¿Puede faltar al trabajo por un terremoto? Esto dice la ley sobre la calamidad doméstica
Un terremoto puede justificar la ausencia laboral si genera una afectación comprobada al trabajador o su familia, pero se debe informar al empleador y acreditar la situación que impide asistir al trabajo
13 de agosto de 2026Contenido
Tras el terremoto que sacudió a Colombia el pasado 10 de agosto, se conoció una denuncia contra Blackstone Medical Service, ubicada en el Centro Comercial Mayorca de Medellín, por advertir a sus trabajadores sobre un posible “abandono de puesto” si decidían retirarse tras el sismo.
Y es que, para quienes sufrieron afectaciones en sus viviendas, tuvieron que atender a familiares o enfrentaron circunstancias que les impidieron desplazarse hasta su lugar de trabajo, surge la duda de si un terremoto puede considerarse una calamidad doméstica que justifique la ausencia laboral.
En Colombia, el Código Sustantivo del Trabajo contempla la grave calamidad doméstica debidamente comprobada como una de las situaciones que pueden dar lugar a una licencia o permiso, y establece además que un caso fortuito o de fuerza mayor puede suspender temporalmente la ejecución del contrato cuando impida realizar el trabajo.
Juan Fernando Escandón, gobernador del Colegio de Abogados del Trabajo de Colombia y socio de Escandón Abogados, señaló que un terremoto se puede considerar como una calamidad doméstica que justifique ausencia, no por el hecho del sismo, sino por la afectación que produce en la esfera personal o familiar del trabajador.
El experto agregó que un terremoto puede encajar en la figura cuando se genera una afectación concreta, como vivienda averiada o inhabitable, familiares lesionados o fallecidos, evacuación del inmueble o necesidad de atender a personas a cargo. “En esos eventos la licencia es remunerada y se concede por el tiempo necesario para superar el suceso”, complementó.
Gina García, gerente de GLR Abogados, explicó que las empresas podrían enfrentar multas si obligan a que sus empleados se queden en el trabajo durante una emergencia.
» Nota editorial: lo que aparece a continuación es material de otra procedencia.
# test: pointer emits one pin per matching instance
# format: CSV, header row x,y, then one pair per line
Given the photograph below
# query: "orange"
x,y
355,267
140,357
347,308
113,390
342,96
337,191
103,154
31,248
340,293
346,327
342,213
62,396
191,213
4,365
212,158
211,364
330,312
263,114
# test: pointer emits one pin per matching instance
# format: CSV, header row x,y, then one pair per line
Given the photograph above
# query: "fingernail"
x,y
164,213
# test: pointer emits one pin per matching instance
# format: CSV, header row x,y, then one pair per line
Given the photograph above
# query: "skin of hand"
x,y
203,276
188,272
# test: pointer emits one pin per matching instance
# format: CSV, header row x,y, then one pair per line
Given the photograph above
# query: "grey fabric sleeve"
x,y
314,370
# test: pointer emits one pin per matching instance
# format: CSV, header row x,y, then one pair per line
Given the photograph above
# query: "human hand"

Estas podrían ser de hasta 5.000 salarios mínimos legales vigentes, es decir, $8.754 millones.
Ana María Valdivieso, socia en Serrano Martínez CMA, señaló que en este caso el Ministerio de Trabajo sería la entidad competente para imponer las sanciones a los empleadores que incumplan las normas laborales.
“Para ello, debe adelantarse un proceso administrativo en el que se demuestre efectivamente el incumplimiento. Adicionalmente, el empleador se expone a reclamaciones judiciales por parte del trabajador afectado”, indicó Valdivieso.
¿Se justifica la inasistencia?
Escandón explicó que el sismo por sí mismo no habilita la inasistencia, “lo que la justifica es la afectación individual o la imposibilidad material de prestar el servicio”.
También mencionó que un aspecto a tener en cuenta es el deber de protección y seguridad del artículo 56 del Código Sustantivo del Trabajo y de los planes de emergencia del Decreto 1072 de 2015, “de modo que ningún trabajador está obligado a exponerse a un riesgo grave e inminente. En estos escenarios la habilitación del trabajo en casa puede ser una alternativa”.
¿Cuándo es injustificada?
Escandón señaló que esto se da cuando desaparece alguno de los tres soportes que la sostienen: el aviso oportuno, la prueba del hecho y la vigencia de la causa.
“La ausencia pierde justificación si el trabajador, pudiendo comunicarse, no informa su situación; si no acredita la afectación pese a ser requerido; o si, cesada la causa —restablecido el transporte, levantada la restricción, habitable la vivienda—, no se reintegra ni ofrece una alternativa de prestación del servicio”, mencionó.
Además de esto, la ausencia se torna injustificada cuando se prolonga más allá de lo razonablemente necesario para superar el suceso o cuando la emergencia se utiliza como pretexto.
Familiar en otra ciudad
Juan José Guerrero, abogado en Scola Abogados, explicó que, en caso de tener un familiar que se encuentre en otra ciudad donde sucedieron los hechos, se aplicaría el artículo 57 del Código Sustantivo del Trabajo.
“Esto tomando en cuenta que la grave calamidad doméstica se acredita ante un suceso familiar de hasta tercer grado de consanguinidad, segundo de afinidad o primero civil. Por ejemplo, podría aplicarse si como consecuencia del terremoto resultan gravemente afectados los padres, hijos, hermanos, abuelos, nietos, tíos o sobrinos del trabajador, así como familiares por afinidad, como lo son los suegros o cuñados”, indicó.